According to an official of the International Monetary Fund (IMF), negotiations are still ongoing with Ghanaian authorities over possible financial and technical assistance for the country.
However, indications are that a possible Fund programme by 2015 may not be possible.
“I don’t really have any fresh guidance on Ghana, per se, in terms of developments,” remarked William Murray, Deputy Spokesperson at the Communications Department, last Thursday.
He was addressing journalists in IMF’s final press briefing of the year.
Mr Murray, however, acknowledged that concrete steps are being taken in Ghana to clean up the government payroll and also seek external financial assurances from bilateral donors and international institutions.
“Once this work is completed a financial arrangement to support Ghana’s economic program could be agreed at staff level before being proposed for the IMF Executive Board’s consideration.”
A decision by the Fund’s 24-member Executive Board, made up of all 188 member countries is crucial for a possible assistance from the Bretton Woods institution.
The IMF Executive Board normally makes decisions based on consensus but sometimes formal votes are taken.

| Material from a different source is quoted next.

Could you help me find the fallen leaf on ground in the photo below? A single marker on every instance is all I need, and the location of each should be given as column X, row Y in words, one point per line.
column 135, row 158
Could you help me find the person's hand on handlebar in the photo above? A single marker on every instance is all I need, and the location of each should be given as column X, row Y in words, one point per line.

At the end of most formal discussions, the Board issues what is known as a summing up, which summarizes its views.
Mr Murray indicated that currently “we are still working with Ghana in terms of nailing down details of policies that could be supported by the Fund and its Executive Board.”
Ghana approached the Fund in August for a programme, which many regard as a bailout.
But it seems the start date of January 2015 announced by President John Mahama may elude the discussion parties.
Ghana is expected to run a three-year programme once it starts.